34th Missouri Secretary of State
- In office January 11, 1993 – December 12, 1994
- Governor: Mel Carnahan
- Preceded by: Roy Blunt
- Succeeded by: Richard Hanson

Personal details
- Born: February 2, 1942 (age 84) Fairfield, Missouri, U.S.
- Party: Libertarian (since 2005)
- Other political affiliations: Democratic (before 2005)

= Judith Moriarty =

American politician (born 1942)

Judith K. Moriarty (born February 2, 1942) is an American politician from Missouri. She was the first woman to serve as Missouri Secretary of State. She was impeached in 1994 for conduct issues, and forced from office.

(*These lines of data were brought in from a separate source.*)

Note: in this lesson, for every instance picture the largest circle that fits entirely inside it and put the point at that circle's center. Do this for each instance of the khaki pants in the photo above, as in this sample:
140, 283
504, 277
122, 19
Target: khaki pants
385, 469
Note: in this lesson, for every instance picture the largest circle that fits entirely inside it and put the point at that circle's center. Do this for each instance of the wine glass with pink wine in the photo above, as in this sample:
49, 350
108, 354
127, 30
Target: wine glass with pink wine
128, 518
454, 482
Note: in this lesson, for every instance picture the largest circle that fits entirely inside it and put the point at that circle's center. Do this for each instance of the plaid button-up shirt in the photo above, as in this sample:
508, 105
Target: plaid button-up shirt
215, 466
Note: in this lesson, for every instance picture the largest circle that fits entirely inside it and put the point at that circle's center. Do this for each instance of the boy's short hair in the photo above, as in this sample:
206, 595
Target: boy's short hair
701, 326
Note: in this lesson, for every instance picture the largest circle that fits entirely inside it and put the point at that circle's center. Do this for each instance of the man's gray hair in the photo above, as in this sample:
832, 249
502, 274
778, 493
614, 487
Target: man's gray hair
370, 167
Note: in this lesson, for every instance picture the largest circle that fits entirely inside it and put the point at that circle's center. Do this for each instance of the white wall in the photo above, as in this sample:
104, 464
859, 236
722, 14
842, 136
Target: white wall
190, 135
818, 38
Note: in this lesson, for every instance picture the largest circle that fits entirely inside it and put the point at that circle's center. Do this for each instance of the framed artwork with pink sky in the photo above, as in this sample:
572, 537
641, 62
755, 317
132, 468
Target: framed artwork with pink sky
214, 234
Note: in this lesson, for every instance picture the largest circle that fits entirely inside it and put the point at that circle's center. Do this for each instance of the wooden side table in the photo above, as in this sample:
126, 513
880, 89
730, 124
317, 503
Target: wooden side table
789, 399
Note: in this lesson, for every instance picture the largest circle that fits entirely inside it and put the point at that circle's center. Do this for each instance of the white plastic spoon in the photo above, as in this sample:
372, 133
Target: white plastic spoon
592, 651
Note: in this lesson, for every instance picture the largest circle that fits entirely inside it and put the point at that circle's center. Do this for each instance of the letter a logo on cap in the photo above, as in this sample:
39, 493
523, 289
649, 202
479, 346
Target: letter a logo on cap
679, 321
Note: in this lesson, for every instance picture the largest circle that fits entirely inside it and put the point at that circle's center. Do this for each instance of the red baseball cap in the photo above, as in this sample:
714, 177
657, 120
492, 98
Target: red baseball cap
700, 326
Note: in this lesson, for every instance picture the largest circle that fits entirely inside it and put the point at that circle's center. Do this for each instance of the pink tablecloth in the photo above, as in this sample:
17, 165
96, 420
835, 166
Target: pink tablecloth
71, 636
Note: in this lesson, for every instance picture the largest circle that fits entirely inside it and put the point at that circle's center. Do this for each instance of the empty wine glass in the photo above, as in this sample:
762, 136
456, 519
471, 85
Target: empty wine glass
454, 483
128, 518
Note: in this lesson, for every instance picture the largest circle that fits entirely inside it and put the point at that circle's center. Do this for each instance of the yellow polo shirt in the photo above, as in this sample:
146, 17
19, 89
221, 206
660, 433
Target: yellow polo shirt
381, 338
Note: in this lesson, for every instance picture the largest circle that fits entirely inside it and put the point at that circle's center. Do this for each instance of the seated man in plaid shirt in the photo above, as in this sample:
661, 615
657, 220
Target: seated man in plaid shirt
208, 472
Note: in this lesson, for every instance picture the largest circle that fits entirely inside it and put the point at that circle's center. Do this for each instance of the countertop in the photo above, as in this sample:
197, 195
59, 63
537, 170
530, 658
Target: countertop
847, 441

She was a member of the Democratic Party, until 2005, switching to the Libertarian Party.

==Early life==
Moriarty was born Judith Spry in Fairfield, Missouri, the daughter of Earl and Blanch (McDavitt) Spry. She had four sisters and one brother. She graduated from high school in Warsaw, Missouri, and attended Central Missouri State University in Warrensburg.

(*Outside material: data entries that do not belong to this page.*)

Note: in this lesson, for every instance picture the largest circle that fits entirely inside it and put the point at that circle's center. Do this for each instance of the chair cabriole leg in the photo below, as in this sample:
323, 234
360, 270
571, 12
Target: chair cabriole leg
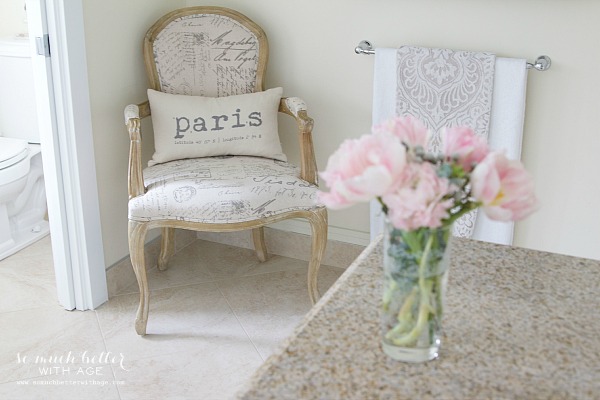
137, 235
318, 223
258, 237
167, 248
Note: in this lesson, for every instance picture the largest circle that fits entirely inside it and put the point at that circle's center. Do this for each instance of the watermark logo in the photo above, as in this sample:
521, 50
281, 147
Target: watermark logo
70, 368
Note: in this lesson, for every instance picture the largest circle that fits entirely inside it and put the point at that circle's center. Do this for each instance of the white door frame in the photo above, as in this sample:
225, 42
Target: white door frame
68, 153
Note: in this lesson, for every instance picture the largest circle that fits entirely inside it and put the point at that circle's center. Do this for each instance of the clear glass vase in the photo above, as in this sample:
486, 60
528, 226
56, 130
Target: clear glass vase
415, 277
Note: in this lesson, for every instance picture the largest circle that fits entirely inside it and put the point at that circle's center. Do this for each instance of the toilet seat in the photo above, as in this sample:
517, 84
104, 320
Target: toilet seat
12, 151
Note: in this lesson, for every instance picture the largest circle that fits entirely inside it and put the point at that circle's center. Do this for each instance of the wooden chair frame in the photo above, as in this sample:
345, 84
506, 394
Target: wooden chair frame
308, 172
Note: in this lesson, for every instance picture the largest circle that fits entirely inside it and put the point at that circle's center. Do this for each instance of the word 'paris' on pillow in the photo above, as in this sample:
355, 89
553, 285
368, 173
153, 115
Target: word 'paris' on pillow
196, 126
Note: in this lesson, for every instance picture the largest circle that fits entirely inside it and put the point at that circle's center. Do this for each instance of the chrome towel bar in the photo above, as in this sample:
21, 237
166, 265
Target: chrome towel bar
542, 63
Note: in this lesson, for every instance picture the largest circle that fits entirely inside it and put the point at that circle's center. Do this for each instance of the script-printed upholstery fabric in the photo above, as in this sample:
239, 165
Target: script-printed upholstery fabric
206, 55
221, 190
442, 88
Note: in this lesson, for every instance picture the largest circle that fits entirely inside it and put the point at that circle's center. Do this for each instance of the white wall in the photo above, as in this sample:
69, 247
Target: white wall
312, 55
114, 31
13, 20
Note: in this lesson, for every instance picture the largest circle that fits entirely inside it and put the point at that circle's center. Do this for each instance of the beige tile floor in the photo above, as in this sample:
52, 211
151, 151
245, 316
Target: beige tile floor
215, 316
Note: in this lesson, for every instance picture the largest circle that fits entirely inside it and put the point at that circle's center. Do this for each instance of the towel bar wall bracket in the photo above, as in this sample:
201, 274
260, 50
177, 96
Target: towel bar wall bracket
542, 63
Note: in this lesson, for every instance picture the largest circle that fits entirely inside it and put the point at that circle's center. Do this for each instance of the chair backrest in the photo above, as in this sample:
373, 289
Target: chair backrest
206, 51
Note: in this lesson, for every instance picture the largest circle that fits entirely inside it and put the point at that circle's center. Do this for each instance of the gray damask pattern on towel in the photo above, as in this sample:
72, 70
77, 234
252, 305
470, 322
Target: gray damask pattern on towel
221, 190
443, 87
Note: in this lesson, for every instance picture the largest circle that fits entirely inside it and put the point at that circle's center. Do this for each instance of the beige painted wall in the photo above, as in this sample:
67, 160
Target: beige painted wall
13, 20
312, 56
114, 31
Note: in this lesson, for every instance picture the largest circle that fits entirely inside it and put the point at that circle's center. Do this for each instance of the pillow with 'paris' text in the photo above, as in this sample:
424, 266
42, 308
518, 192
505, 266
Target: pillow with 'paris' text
195, 126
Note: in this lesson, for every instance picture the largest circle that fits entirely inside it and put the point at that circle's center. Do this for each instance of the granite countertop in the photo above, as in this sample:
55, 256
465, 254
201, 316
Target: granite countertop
519, 324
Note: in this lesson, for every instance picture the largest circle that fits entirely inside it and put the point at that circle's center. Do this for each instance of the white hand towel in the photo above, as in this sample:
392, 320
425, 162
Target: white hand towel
506, 132
384, 107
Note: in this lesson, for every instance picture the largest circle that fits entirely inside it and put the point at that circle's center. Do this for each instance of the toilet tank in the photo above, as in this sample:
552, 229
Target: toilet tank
18, 115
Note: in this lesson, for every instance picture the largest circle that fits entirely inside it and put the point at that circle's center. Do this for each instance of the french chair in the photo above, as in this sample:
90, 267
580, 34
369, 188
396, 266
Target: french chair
214, 52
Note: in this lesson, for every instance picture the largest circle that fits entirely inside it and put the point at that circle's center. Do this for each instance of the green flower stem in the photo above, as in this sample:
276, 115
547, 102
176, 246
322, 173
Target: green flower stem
425, 286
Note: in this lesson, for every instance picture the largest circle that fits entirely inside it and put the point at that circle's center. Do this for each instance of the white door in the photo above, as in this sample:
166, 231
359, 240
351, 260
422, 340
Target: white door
58, 53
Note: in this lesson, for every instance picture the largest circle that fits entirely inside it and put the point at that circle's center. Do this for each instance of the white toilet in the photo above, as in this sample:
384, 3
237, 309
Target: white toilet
22, 193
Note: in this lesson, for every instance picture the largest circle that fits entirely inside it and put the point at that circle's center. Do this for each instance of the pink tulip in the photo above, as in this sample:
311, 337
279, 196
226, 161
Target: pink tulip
362, 169
408, 129
503, 187
419, 201
462, 143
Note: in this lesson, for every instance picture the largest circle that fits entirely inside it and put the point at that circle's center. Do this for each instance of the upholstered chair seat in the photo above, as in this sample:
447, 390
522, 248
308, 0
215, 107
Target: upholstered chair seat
222, 190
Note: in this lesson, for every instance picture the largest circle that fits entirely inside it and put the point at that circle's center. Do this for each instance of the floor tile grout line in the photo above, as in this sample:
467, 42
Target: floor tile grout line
240, 322
214, 280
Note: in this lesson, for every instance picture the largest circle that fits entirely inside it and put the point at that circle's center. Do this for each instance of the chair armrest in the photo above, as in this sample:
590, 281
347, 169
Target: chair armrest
133, 114
297, 108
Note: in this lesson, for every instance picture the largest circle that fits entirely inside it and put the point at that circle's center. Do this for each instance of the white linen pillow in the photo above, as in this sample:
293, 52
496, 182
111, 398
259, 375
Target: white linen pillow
196, 126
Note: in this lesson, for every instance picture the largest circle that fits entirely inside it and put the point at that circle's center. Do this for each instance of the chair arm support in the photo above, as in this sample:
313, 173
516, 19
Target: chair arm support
133, 113
297, 108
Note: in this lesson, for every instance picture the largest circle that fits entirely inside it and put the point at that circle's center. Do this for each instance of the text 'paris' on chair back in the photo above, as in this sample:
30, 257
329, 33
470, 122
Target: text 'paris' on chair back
206, 56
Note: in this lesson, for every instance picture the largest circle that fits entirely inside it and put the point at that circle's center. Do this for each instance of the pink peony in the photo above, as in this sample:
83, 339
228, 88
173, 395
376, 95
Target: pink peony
419, 202
362, 169
462, 143
503, 187
408, 129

Moriarty settled in Sedalia, Missouri, and became active in state and local politics. She was appointed to run the local license fee office by Governor Joe Teasdale in 1977. In 1982, Moriarty was elected county clerk of Pettis County. She was re-elected in 1986 and 1990.

==Secretary of state==
In 1992, Moriarty ran for Missouri Secretary of State. Her campaign was managed by former Governor Teasdale. She won a four way primary, spending less than $20,000. She campaigned on increasing voter registration in the state. Moriarty was elected by about 30,000 votes. She was sworn into office January 11, 1993, becoming the first woman to hold that position. She caused a stir early in her term when she announced that the Official Manual State of Missouri, published by the secretary of state and often referred to as the "Blue Book" because of its traditional blue cover, would instead be published with a mauve cover as a tribute to the role of women in Missouri politics. During her tenure, she pushed for legislation that allowed voter registration by postcard.

==Impeachment==
In 1994, Moriarty was the subject of investigations due to financial practices, such as making long distance calls to family members. She also faced charges of cronyism, improper use of resources, and harassment of employees. Moriarty was also accused of using her position as secretary of state to help her son file for political office after the deadline had passed by back-dating a form issued by her office. In spite of calls for her resignation, Moriarty refused to resign, proclaiming her innocence, and saying that she was being railroaded by a disgruntled employee. Consequently, Governor Mel Carnahan called for a special session on September 22, 1994, so that the Missouri House of Representatives could consider impeaching Moriarty. They voted to impeach Moriarty on October 6, 1994, on a bipartisan vote. During her suspension, she was replaced by Richard Hanson. In spite of this, Moriarty refused to leave, and returned to her office the next day. She was suspended on October 12. Her impeachment trial was held before the Missouri Supreme Court. On December 12, 1994, the court voted unanimously that Moriarty had committed impeachable offenses, forcing her from the office. Carnahan appointed Bekki Cook as Moriarty's successor.

== Post-impeachment career ==
She considered a comeback bid in 1996 for Secretary of State, but did not go through with it. In 1998, she ran for the Democratic nomination for the Pettis County Recorder of Deeds. In 2002, Moriarty attempted a political comeback, running for the Missouri House of Representatives seat representing the Sedalia area but was defeated in the November election.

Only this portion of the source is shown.